Couche-Tard Announces Q3 Results

“We continue to improve our network by adding quality stores, while divesting some stores that do not meet our profitability criteria,” says Couche-Tard CEO.

For its third quarter, Alimentation Couche-Tard Inc. has announced net earnings of $142.5 million, up $55.7 million or 64.2%, which equals $0.75 per share on a diluted basis, an increase of $0.27 per share or 56.3% over the third quarter of fiscal 2012 net earnings per share.

The increase in net earnings is mainly attributable to the contribution from acquisitions, to higher road transportation fuel margins, to the growing contribution of merchandise and service sales, to Couche-Tard’s sound management of its expenses as well as to a lower income tax rate. These items, which contributed to the growth in net earnings, were partially offset by the increase in financial expenses attributable to the additional debt that Couche-Tard incurred to finance the acquisition of Statoil Fuel & Retail as well as to a foreign exchange loss of $13.6 million. All financial information is in U.S. dollars unless stated otherwise.

“Our recent acquisitions continue to contribute significantly to our results,” said Alain Bouchard, president and CEO. “We continue to improve our network by adding quality stores, while divesting some stores that do not meet our profitability criteria. Despite the difficult and uncertain conditions in some markets, we grew the organic contribution, both in terms of merchandise, service and motor fuel. With respect to Europe, we are making good progress on identifying and implementing opportunities to improve efficiency and increase revenues. Our analysis show that opportunities are numerous and as promising. Some can be implemented immediately while others may take more time as they require rigorous analysis and planning. We maintain our objective of $150 million to $200 million in annual synergies and cost savings to be realized by September 2015,” Bouchard concluded.

“Since the acquisition of Statoil Fuel & Retail, we have achieved the goals we had set for ourselves from day one and we remain confident regarding synergies to come,” noted Raymond Paré, vice-president and chief financial officer. “Results from the last quarters are encouraging taking into consideration the economic uncertainty in many of our markets and when we compared ourselves to other retailers. We achieved our objective of constantly generating value for our shareholders and our partners, whether it was through organic growth, acquisitions, expense control or management of our balance sheet. Our balance sheet is solid and gives us the financial flexibility we need, at low cost.”

 As of Feb. 3, 2013, the company had access to more than $1.3 billion through its operating credits and available cash. At the same date, on a pro forma basis, for the acquisition of Statoil Fuel & Retail, its adjusted net interest bearing debt to EBITDAR ratio of 3.25:1 remains comfortable, even before the positive impact of synergies. Finally, also as at Feb. 3, 2013, the average interest rate paid on its debt was approximately 2.49%, once the cross-currency swaps are taken into account while its  recent transactions have also allowed the company to benefit from varying maturities up to 10 years. “We are therefore in a good position to continue to reduce our leverage and to maintain our favorable risk profile in order to take advantage of acquisition opportunities,” he said.

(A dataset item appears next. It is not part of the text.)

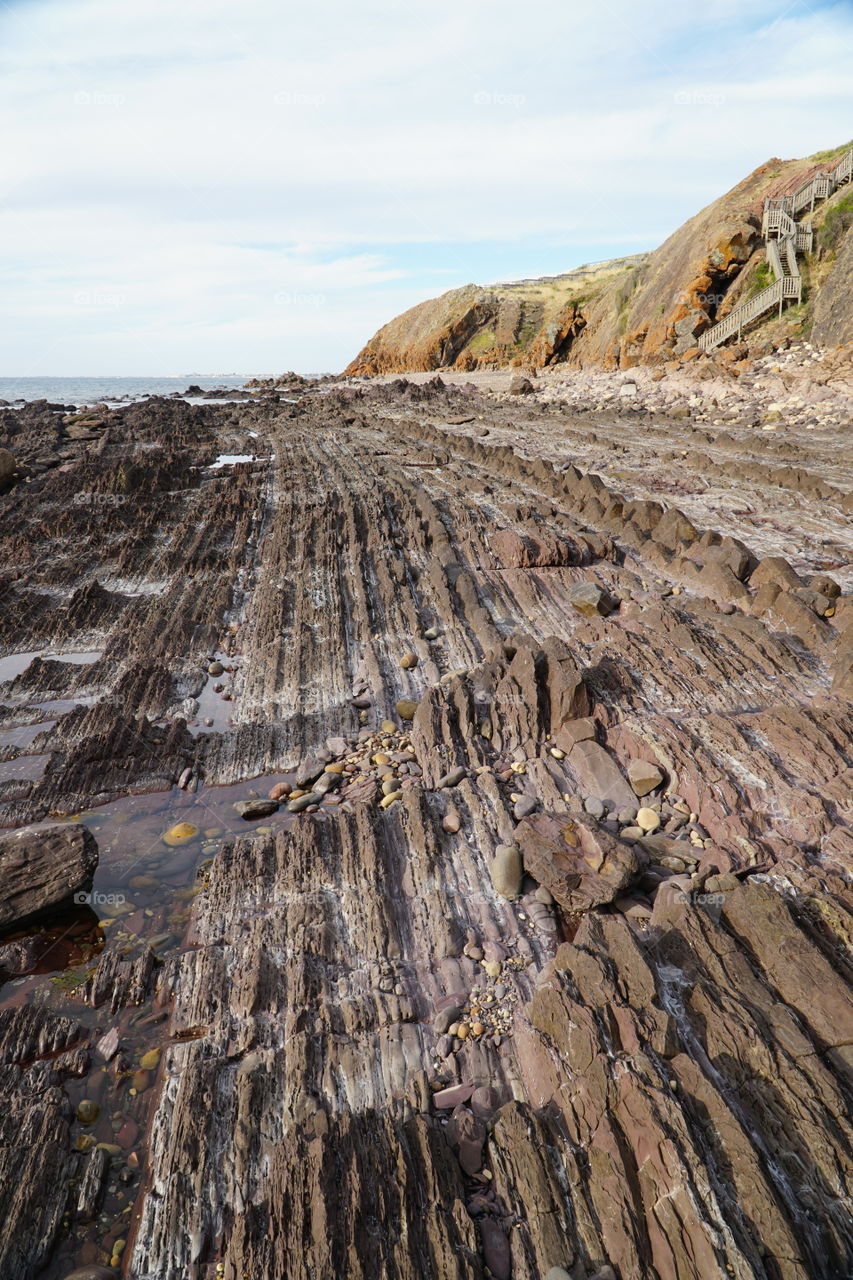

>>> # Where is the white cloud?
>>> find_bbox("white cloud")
[0,0,853,374]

 • Diluted net earnings per share of the third quarter are US 75 cents compared to US 48 cents last year, a 56.3% increase. Excluding the foreign exchange loss and acquisition costs, diluted net earnings per share would have been U.S. 81 cents, an increase of 65.3%.

• Total merchandise and service revenues up 4.4% in the U.S. and up 5.1% in Canada. In the U.S., excluding tobacco products, the increase is 2.6% on a same-store basis.

• Consolidated merchandise and service gross margin up US$189.5 million or 30.9%.

• Total road transportation fuel volume up 8.0% in the U.S. and up 5.8% in Canada.

• Road transportation fuel gross margin stood at US17.80 cents per gallon in the U.S., US10.46 cents per litre in Europe and Cdn5.88 cents per litre in Canada.

• Once adjusted for the usual items, expenses are up 0.2% for the third quarter.